Endocrine Abstracts (2006) 11 P726

Characteristic changes of skin and it’s accessories in relation to diabetic peripheral neuropathy in patients with type 2 diabetes mellitus

LR Nikoleishvili, RB Kurashvili & NG Khachapuridze


Georgian Diabetes Center, Tbilisi, Georgia.


Background: The different changes are seen on skin and it’s accessories in patients (pts) with Type 2 Diabetes (T2D); some of them represent the prognostic indicator of complicated diabetes and some directly contribute in development of them. The aim of our study was to examine the prevalence of characteristic changes of skin and its accessories in T2D considering the grade of severity of Diabetic Peripheral Neuropathy (DPN).

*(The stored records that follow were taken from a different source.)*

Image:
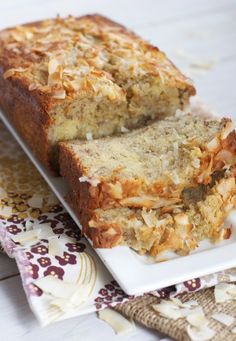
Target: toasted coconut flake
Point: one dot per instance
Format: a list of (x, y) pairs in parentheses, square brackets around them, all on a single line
[(119, 323), (224, 292), (213, 144), (200, 334), (148, 202), (197, 318), (225, 156), (26, 236), (59, 94), (5, 211), (36, 201), (223, 318), (225, 187), (149, 218), (181, 219), (196, 163), (115, 190), (227, 130), (53, 65), (11, 72)]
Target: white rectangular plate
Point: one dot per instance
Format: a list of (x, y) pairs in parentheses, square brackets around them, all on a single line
[(138, 274)]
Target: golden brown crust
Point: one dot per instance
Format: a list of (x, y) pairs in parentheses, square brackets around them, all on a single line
[(133, 192), (27, 113), (29, 100), (178, 230)]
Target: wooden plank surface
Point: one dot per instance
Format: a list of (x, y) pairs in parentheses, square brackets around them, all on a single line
[(199, 36)]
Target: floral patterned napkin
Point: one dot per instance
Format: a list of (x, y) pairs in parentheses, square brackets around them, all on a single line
[(61, 274)]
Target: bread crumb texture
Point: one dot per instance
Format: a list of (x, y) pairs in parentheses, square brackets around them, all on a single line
[(93, 75)]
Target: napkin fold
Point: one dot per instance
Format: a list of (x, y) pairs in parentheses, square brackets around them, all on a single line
[(45, 242)]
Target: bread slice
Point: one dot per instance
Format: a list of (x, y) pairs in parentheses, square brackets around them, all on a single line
[(156, 166), (70, 78), (177, 228)]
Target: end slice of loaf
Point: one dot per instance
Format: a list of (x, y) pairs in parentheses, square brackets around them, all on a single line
[(177, 228), (70, 78), (152, 167)]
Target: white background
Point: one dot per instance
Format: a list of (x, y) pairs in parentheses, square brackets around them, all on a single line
[(200, 37)]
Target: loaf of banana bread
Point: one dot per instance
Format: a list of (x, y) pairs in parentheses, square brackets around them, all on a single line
[(169, 161), (78, 78), (178, 227)]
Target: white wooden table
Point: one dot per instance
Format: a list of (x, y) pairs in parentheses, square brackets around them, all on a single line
[(200, 37)]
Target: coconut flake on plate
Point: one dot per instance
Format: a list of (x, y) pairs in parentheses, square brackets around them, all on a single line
[(118, 322), (5, 211), (80, 296), (223, 318), (200, 334), (224, 292), (26, 236)]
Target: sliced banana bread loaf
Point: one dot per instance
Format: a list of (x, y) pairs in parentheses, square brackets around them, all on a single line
[(70, 78), (156, 166), (177, 228)]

Materials and methods: The objective data on foot examination of 195 pts with T2D were analyzed. (Age 38-78 yrs., DD 14.5±9 yrs., male/female 1.5/1). Pts were divided into 4 groups according to the grade of DPN; Gr.1: without DPN; Gr.2: sub clinical DPN; Gr.3: clinical DPN; Gr.4: disabling DPN (classification suggested by Boulton, 1998); the following types of skin humidity were described: normal/smooth skin; dry/flake skin and very dry/rough skin with fissures and keratoses.

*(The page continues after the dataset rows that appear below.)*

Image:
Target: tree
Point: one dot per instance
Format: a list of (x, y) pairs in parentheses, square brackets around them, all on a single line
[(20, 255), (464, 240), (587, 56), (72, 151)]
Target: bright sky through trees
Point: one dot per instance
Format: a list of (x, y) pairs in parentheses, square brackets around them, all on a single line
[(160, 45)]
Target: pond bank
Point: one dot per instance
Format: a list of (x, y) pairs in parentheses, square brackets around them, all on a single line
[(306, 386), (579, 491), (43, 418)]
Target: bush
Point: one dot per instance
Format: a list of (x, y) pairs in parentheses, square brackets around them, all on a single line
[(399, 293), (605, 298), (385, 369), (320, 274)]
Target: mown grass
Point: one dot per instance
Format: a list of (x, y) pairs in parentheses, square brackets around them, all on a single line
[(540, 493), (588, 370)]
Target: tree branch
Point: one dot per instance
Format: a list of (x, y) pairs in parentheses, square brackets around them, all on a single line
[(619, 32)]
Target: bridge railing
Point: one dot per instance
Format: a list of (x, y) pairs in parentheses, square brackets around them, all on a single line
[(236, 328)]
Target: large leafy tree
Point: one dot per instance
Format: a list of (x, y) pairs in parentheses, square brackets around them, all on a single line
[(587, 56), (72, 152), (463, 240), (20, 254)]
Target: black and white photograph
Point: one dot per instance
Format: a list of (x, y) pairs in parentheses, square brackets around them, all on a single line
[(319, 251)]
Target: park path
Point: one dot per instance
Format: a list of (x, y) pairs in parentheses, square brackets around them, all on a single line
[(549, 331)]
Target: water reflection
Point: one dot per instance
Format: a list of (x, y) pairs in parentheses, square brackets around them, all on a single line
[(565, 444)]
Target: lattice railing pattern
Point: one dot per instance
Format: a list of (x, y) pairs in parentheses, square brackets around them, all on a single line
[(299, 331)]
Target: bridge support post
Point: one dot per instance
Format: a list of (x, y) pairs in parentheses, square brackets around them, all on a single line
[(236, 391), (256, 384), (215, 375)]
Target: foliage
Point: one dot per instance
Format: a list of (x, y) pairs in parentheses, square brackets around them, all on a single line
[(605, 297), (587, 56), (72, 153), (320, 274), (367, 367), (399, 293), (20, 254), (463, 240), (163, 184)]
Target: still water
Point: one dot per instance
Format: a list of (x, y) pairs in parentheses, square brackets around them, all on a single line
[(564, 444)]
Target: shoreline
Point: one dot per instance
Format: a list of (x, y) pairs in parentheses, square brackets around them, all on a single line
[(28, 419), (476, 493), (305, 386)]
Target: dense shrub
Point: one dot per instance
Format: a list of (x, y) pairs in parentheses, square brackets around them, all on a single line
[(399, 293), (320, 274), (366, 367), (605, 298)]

Results: Skin humidity, which is the common manifestation of diabetic autonomic injury was related to the severity of DPN, particularly, DPN 2–4 times raises the possibility of dryness of the skin on the foot; the percentile of pts with very dry skin according to the groups were 11%/17%/38%/43%; the risk of callus development was significantly high in case of clinical (63%) and disabling(91%) DPN, the possibility of neuropathy ulcer was also high in Gr4 - 2 out of 7 pts. The high incidence of onychomycosis was noted, especially in Gr.3 (37.4%) and Gr.4(57.1%). The incidence of Yellow nails syndrome was very high – 39.4% of all cases in all groups. The Melin’s shin spots were found in fourth of the patients, mainly in men and it was not related to the severity of DPN; a few cases of rubeosis plantarum and bulbosis diabeticorum were revealed; the cases of necrobiosis were not noted.

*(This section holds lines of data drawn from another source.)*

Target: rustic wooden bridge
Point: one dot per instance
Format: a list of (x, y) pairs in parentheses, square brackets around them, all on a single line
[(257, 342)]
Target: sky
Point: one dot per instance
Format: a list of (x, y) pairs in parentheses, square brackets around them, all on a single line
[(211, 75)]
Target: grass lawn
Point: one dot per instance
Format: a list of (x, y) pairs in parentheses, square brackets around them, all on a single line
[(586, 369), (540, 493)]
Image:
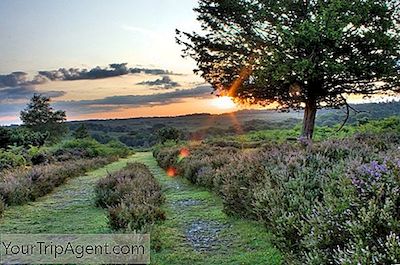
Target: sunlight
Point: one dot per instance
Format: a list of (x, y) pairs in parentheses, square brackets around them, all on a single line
[(223, 102)]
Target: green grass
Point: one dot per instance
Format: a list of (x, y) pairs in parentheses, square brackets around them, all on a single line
[(69, 209), (240, 241)]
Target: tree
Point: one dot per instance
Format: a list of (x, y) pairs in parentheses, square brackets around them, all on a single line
[(5, 137), (39, 116), (169, 134), (81, 132), (306, 54)]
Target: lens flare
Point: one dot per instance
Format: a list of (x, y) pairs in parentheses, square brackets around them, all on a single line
[(223, 102), (171, 171), (184, 153)]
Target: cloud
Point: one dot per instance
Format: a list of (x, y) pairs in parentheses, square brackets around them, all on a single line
[(114, 69), (20, 79), (11, 109), (12, 94), (164, 83), (114, 102)]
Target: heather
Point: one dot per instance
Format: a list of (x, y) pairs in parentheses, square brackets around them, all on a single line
[(21, 185), (132, 197), (331, 202)]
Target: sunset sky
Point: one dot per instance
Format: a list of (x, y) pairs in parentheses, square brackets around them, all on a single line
[(40, 37), (124, 59)]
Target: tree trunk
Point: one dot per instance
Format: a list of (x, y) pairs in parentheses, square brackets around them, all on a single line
[(309, 119)]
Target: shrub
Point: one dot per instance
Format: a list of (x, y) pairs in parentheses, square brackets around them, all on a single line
[(2, 206), (132, 197), (333, 202), (23, 185), (9, 160), (88, 148)]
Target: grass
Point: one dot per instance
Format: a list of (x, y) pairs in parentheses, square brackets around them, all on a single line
[(239, 241), (68, 209)]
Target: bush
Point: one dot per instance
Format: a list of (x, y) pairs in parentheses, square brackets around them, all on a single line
[(21, 185), (2, 206), (335, 202), (9, 160), (87, 148), (132, 197)]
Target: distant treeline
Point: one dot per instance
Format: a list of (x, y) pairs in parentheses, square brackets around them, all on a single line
[(142, 132)]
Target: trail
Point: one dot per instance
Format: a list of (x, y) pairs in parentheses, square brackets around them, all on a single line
[(68, 209), (197, 231)]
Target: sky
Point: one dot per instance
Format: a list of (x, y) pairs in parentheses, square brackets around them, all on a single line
[(100, 59)]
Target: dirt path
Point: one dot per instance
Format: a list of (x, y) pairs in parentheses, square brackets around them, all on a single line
[(198, 232), (68, 209)]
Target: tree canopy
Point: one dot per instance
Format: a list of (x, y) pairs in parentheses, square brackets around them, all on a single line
[(39, 116), (304, 54)]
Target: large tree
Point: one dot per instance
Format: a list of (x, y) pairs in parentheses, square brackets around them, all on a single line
[(40, 116), (301, 54)]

Conclusion: The prevalence of the characteristic changes of skin and it’s accessories in Type 2 Diabetes Mellitus is sufficient high; The incidence of dryness of the skin, callosities and onychomycosis is depended on the severity of DPN, and may have a harmful impact on the course of the foot problems and its outcome; by using of their early detection and treatment many problems concerning to diabetic foot may be avoided.